Well that’s something that turns traders schizo. There’s a thousand ways to read price action. 1) The market can’t be domesticated 2) We’re always going to be fooled 3) There is no ULTIMATE way Someone taught me to read turning points such as … A close below the highest low is a bearish signal. A close above the lowest high is a bullish signal. Because a box is simply an horizontal area of consolidation between two turning points. Livermore would simply use a 6 points retracement from the previous high or low in order to define turning & pivot points. There’s always this information / noise trade off. Between 2 choices I want to optimize for information. That’s why I settle for the most difficult option (Price & Volume wise). I had headaches about .. Wicks ? No Wicks ? This ? Or that ? Well … Harder to take out wicks. I have a simple way to read the market right now. Not the best but we have to pick & choose. Because there’s simply no holy grail. Settle for something good enough. We can’t turn shit into gold … What and when is more important than where. No need to read price action when the market isn’t plentiful. Every candle is a box in itself, When a candle closes outside the box, It’s just another box that is being in play. Sometimes a tight candle can contains 10+ candles. It’s an interesting box in itself. If the box has been moving up and we reverse, Then I have my big and fat resistance. Support is drawn the other way. That’s how I draw my box. I like being able to be systematic, And not having to think too much about it. Whatever your method … It needs to spot real opportunities, Most system will recognize real opportunities. The secret is how we handle them The reward to risk we make. I am glad you’ve learned some stuff from Al Brooks !
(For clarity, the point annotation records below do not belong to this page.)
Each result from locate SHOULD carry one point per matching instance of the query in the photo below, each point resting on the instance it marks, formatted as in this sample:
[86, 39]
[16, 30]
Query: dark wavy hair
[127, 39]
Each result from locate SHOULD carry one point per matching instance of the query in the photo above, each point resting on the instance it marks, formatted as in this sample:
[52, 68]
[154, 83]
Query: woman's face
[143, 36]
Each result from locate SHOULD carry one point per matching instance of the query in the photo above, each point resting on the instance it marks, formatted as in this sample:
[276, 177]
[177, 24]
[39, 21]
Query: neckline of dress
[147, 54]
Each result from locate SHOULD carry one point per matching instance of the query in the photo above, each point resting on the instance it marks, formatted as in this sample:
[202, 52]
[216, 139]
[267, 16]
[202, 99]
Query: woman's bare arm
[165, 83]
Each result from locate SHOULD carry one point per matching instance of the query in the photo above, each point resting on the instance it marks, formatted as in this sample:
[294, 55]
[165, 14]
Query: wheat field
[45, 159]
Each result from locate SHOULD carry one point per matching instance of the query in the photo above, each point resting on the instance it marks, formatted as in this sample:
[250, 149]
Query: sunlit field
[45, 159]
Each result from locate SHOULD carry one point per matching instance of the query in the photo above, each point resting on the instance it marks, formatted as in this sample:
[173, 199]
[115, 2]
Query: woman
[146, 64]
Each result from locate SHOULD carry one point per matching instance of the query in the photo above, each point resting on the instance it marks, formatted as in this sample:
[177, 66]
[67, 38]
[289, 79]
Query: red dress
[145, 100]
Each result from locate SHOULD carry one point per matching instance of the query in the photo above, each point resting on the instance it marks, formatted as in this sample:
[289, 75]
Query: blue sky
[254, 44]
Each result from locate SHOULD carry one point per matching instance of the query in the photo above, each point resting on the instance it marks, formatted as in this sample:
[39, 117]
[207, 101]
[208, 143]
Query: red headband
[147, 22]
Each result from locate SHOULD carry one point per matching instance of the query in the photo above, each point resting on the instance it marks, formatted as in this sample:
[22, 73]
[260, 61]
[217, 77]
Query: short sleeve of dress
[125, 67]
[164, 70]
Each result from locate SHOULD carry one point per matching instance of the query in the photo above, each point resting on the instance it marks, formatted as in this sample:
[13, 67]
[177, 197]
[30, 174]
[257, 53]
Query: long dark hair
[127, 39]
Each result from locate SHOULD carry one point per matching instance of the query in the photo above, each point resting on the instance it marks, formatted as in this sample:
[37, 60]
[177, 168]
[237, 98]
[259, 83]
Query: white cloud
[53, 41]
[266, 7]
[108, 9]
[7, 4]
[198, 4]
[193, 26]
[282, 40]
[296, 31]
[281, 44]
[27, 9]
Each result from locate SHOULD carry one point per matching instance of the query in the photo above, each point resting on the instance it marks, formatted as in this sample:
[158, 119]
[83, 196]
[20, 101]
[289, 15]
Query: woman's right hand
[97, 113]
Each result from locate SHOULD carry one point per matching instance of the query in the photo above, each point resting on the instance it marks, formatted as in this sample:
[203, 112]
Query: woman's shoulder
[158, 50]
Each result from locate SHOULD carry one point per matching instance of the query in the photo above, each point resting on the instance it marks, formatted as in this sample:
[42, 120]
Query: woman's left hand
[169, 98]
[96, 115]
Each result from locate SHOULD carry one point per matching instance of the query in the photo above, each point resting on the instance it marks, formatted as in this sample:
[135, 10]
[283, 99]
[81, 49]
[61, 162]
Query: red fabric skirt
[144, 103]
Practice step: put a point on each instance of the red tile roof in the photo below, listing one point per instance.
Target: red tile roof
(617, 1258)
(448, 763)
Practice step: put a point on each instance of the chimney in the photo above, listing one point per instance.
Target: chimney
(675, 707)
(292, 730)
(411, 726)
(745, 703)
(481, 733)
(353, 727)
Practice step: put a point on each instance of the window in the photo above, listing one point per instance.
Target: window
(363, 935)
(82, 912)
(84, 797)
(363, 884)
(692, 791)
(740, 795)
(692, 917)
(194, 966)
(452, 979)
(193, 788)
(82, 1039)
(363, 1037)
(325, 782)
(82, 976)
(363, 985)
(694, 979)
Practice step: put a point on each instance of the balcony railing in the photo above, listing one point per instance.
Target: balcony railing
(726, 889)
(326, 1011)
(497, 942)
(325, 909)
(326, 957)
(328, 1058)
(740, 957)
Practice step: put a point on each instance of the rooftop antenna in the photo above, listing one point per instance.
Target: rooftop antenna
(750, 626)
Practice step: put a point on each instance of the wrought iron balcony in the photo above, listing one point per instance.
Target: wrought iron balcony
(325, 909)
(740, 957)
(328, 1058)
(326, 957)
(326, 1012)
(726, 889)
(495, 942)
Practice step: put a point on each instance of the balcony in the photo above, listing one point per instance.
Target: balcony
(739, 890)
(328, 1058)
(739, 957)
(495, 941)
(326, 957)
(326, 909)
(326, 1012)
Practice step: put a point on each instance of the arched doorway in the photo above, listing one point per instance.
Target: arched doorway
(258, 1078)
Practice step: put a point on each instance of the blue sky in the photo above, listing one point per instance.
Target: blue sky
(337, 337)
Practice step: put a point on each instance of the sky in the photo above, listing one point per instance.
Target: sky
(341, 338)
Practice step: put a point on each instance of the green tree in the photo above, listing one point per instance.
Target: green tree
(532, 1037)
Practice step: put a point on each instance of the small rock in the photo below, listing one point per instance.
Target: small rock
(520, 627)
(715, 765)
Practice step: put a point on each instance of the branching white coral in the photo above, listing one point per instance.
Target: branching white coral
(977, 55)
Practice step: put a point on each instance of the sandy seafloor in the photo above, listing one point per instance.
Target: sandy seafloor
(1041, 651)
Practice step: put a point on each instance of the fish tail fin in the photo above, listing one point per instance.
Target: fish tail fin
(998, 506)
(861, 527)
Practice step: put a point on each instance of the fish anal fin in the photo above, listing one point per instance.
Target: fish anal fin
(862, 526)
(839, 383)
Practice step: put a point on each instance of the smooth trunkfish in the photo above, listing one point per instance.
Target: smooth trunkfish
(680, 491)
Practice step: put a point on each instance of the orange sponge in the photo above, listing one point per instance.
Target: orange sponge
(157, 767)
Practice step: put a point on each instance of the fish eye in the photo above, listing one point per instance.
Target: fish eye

Hello Dollardogs, You ask me a honest question, I gave you a honest answer. You ask me "What's a more reliable setup, box breakouts or triangle breakouts?" My honest answer was I do not know. Start a new thread and let other ET members help you with that answer. I do not know the answer. Would you like me to Lie to you?
Appreciate all of this but especially your point about settling for good enough and letting that free your brain up for other things. I'm at that stage where my system is pretty much complete and it seems clear I have a demonstrable edge based on about 18 months of backtesting the one stock I trade. I'm now 100% systematic on exits, and only discretionary on the entries for one of my 3 trade types. Despite all this, I keep neurotically backtesting to see if I can squeeze in a few minor tweaks to improve the win rate by a couple percent and/or get the R:R just a teensy bit better, but these backtests aren't adding anything substantial. Time to finally trust the system and just work on executing it flawlessly, rather than the endless brainstorming. Surprised how hard it's been to stop tweaking and just trust the system.
I appreciate your honesty. I just also get the impression you're mainly here to banter back and forth, and I'm not.
It’s good to keep an open mind ! Just be careful not to fall for availability / recency bias and curve fitting. That’s not because something would have worked better this week that it’s true for the entire year. Sounds like most of the hard work has been done. Pretty sure you can trust yourself and your system. We need set in stone core principles and the more we automate around it then the more consistent we’re going to be. + As you said it free up our mind to more important, valuable tasks. It’s a number game. It’s about the next thousand trades. Even a small edge can build the patient trader a fortune.
Good points again, but I'm actually prone to the other version of recency bias: if something DOESN'T work recently, I convince myself it's flawed and needs to be tweaked, forgetting all the months of data showing it does work over time but can have rough patches. Need to stop doing that and be patient.